Equally problematic is the mention in 18.2.2 of this: “a responsible employer can pay … also for his food and accommodation during Circuit Breaker.” Why “can pay”? If the intention of MOM is that employers should pay, then MOM should issue an explicit directive, otherwise it will be widely ignored and employers may make salary deductions to cover the cost of food and accommodation.
Instead of reducing foreign workers’ wages, help employers through the Jobs Support Scheme
Perhaps MOM wants to make it easier for bosses to keep employees on their payroll instead of cancelling work permits. If so, a simple directive that no work permit can be cancelled during a Circuit Breaker period should suffice. Making it so complicated and so open to abuse, as this Advisory does, is bad policy.
Help for employers, if justified, should come from those better off than they are, not from those the bosses can oppress. In other words, it should come from the State.
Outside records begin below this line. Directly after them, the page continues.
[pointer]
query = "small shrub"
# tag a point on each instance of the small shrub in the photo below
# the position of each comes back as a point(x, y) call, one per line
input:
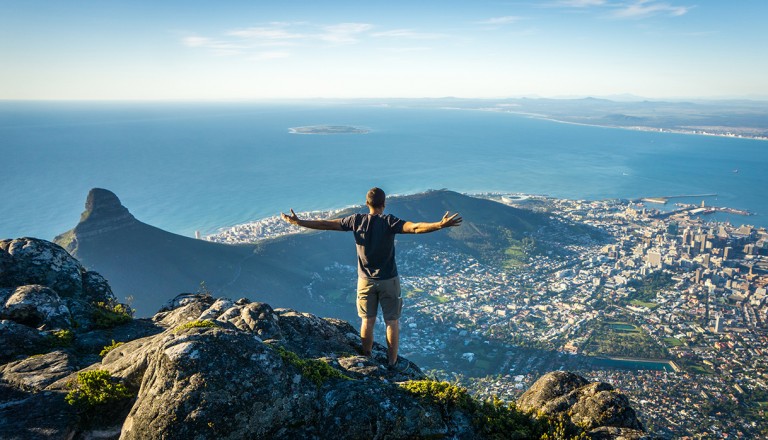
point(205, 323)
point(96, 388)
point(492, 419)
point(60, 338)
point(313, 369)
point(109, 348)
point(110, 314)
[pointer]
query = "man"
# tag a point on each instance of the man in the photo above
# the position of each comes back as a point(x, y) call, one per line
point(378, 282)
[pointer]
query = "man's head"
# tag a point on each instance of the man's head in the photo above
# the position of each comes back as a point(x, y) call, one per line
point(375, 199)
The foreign worker levy waiver mentioned in paragraph 16 is a good move. But if the government feels that this is insufficient to support employers’ costs through this period then the Jobs Support Scheme (JSS) should be extended to encompass foreign workers. The JSS provides a 25 – 75% payroll support (depending on sector) but is currently limited to resident employees. The JSS was enhanced in the supplementary budget (also called Solidarity Budget) to 75% wage support across all sectors (subject to maximum limits) but is also limited to resident employees.
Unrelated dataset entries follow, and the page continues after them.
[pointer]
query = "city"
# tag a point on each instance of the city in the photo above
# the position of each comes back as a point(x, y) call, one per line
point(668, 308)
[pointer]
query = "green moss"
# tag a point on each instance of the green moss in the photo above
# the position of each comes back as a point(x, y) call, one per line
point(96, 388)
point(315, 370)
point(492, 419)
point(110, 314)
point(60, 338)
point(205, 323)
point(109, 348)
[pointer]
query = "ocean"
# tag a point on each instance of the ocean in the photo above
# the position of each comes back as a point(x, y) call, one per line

Not expensive to include Work Permit holders in Jobs Support Scheme
Would it be a very expensive proposition to expand its coverage to Work Permit holders? We do not think so. We can do some back-of-the-envelope estimates thus:
In the supplementary budget, https://www.singaporebudget.gov.sg/budget_2020/solidarity-budget/solidarity-budget-statement the Minister for Finance announced:
B6. I will therefore enhance the Jobs Support Scheme for the month of April. In this Solidarity Budget, I will raise the wage subsidy for all firms to 75% of gross monthly wages, for the first $4,600 of wages paid in April 2020, for each local employee.
B7. Let me take this opportunity to clarify that for this, and for the earlier Resilience Budget, the wage cap of $4,600 does not mean that workers earning more than $4,600 do not qualify.
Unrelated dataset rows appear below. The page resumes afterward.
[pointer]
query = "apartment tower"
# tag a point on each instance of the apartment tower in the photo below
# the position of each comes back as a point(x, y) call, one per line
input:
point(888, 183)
(a) Rather, it means that this wage subsidy applies to every one of our over 1.9 million local employees.
(b) But regardless of how much they earn, the maximum subsidy to the firms will be 75% of $4,600 per person, which is $3,450.
(c) The salary limit of $4,600 is based on our median wage level of full-time employed residents.
Now our back-of-the-envelope calculation is like this:
There are 1.9 million local employees as the minister himself said.
- $4,600 is the median salary for them.
- Therefore 950,000 of such employees earn more than $4,600 per month, and the enhanced Jobs Support Scheme (EJSS) will pay out $3,450 for each employee.
- That’s a total of $3.3 billion.
The other 950,000 local employees earn less than $4,600 per month, and we conservatively assume their salaries average $2,500 per month.
- The EJSS will pay out 75% of those salaries; this works out to $1.8 billion.
So, the total cost to the public purse of supporting jobs of resident employees is $3.3 bil + $1.8 bil = $5.1 billion (roughly).
The above is the estimate cost of EJSS for the month of April 2020.
If we extended EJSS to Work Permit holders, our estimate of extra cost to the treasury, based on the assumption that $600 a month would be the typical salary, would be:
- 1 million work permit holders x average $600 a month salary x 75% = $400 million.
Adding $400 million to the EJSS bill for April (now about $5.1 billion) is just an increase of 8%.
TWC2 calls on MOM to rescind paragraph 18 of the 6 April 2020 Advisory and its sub-paragraphs, and to declare any salary reduction instituted so far under it to be null and void. Taking wages out of already-lowly paid employees to help bosses is indefensible.